Das deutsche Gesundheitswesen hängt in Sachen Digitalisierung um Jahrzehnte zurück, sagt niemand geringeres als Bundesgesundheitsminister Karl Lauterbach. Der SPD-Politiker hat es sich auf die Fahnen geschrieben, das schleunigst zu ändern. Neben der elektronischen Patientenakte, die der Minister bis Ende 2024 für alle verpflichtend machen will, ist ein wesentlicher Baustein in seinem Vorhaben die Einführung des E-Rezepts.
Zum 1. Juli soll es kommen, hat Lauterbach jetzt gegenüber dem Redaktionsnetzwerk Deutschland (RND) verkündet. "Das E-Rezept ist endlich alltagstauglich", sagte er. "Zum 1. Juli 2023 können Patienten das erste Mal das E-Rezept in den Apotheken ganz einfach mit ihrer Versichertenkarte abrufen". Lauterbach rechnet damit, dass bis Ende Juli voraussichtlich 80 Prozent der Apotheken in Deutschland an das System angeschlossen sein werden.
Bislang wurden Rezepte immer auf rosa Papier ausgedruckt und den Patient:innen ausgehändigt.

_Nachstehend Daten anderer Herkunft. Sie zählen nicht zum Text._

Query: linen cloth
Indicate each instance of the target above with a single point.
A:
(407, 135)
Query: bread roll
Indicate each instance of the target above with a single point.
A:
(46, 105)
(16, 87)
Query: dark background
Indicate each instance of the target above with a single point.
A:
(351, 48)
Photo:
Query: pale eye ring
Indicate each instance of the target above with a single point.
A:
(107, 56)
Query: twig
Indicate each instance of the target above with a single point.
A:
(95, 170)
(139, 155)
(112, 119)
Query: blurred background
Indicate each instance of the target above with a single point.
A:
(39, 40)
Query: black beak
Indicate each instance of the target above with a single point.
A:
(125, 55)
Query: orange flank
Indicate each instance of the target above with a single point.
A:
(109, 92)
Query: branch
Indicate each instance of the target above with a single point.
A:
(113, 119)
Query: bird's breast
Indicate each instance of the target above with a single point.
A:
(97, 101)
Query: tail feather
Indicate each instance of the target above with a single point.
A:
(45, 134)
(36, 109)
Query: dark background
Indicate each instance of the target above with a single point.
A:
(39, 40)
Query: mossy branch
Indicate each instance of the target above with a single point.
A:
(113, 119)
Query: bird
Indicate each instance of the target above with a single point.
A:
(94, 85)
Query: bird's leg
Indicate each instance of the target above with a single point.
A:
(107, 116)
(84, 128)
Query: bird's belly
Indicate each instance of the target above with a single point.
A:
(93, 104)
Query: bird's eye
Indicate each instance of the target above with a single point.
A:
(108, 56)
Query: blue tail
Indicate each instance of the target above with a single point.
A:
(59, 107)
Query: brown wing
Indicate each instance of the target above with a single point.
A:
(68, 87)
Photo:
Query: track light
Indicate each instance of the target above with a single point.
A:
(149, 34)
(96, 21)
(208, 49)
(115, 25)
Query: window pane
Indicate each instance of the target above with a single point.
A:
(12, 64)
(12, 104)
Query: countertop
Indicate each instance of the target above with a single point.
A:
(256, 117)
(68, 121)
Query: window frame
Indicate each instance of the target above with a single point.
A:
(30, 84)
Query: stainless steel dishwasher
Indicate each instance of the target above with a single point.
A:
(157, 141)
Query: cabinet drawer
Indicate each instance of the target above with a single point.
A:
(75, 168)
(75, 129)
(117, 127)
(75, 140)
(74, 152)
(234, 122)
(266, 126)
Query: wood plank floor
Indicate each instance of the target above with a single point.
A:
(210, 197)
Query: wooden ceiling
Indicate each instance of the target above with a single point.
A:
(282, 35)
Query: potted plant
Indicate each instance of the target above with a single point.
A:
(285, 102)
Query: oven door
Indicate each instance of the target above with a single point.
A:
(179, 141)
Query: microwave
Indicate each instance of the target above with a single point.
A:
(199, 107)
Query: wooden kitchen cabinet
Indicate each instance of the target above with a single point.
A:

Nur gegen Vorlage des "rosa Wischs" gab es in der Apotheke dann das betreffende Medikament. Doch dieses System gilt als veraltet. Es erzeugt viel Papier, ist ein Mehraufwand für die Praxen und birgt die Gefahr, dass die Patient:innen den Zettel verlieren, bevor sie ihn in der Apotheke einlösen können. Das E-Rezept soll dabei nun Abhilfe schaffen.

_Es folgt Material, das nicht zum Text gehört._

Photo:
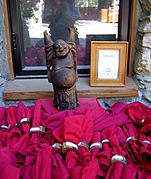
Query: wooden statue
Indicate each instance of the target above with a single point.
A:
(62, 71)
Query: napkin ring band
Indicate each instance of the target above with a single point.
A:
(146, 142)
(130, 138)
(118, 158)
(83, 144)
(57, 146)
(105, 141)
(25, 119)
(37, 129)
(69, 146)
(4, 127)
(96, 145)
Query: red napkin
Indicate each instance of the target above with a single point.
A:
(3, 130)
(116, 169)
(140, 114)
(14, 133)
(75, 129)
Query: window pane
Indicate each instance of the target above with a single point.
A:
(93, 20)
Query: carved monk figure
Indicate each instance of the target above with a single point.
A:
(62, 72)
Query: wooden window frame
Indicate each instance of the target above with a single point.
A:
(130, 38)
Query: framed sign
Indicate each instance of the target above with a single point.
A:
(108, 63)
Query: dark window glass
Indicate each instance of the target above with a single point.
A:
(94, 20)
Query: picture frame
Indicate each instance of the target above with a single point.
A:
(108, 64)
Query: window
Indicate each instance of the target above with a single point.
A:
(105, 20)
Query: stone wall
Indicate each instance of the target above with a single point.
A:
(142, 67)
(4, 72)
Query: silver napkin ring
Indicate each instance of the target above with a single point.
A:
(37, 129)
(96, 145)
(25, 119)
(4, 127)
(57, 146)
(105, 141)
(118, 158)
(69, 146)
(130, 138)
(83, 144)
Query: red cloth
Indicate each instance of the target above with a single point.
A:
(30, 155)
(14, 133)
(141, 115)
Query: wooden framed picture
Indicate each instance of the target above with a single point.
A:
(108, 63)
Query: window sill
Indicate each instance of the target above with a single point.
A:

Statt einem Zettel geben die Praxen künftig QR-Codes aus, die über die E-Rezept-App der gematik abgerufen und in der Apotheke vorgezeigt werden können. Die gematik wurde 2005 von den zentralen Akteuren des Gesundheitswesen gegründet, um die Digitalisierung der Branche voranzutreiben.
Menschen ohne Smartphone können sich den Code auch in der Praxis ausdrucken lassen. Die Codes sollen fälschungssicherer sein sowie Zeit und Wege sparen. Die Daten zu den Rezepten werden verschlüsselt auf gesicherten Servern gespeichert, über die Apotheken, Arztpraxen und andere Beteiligte des deutschen Gesundheitswesens kommunizieren.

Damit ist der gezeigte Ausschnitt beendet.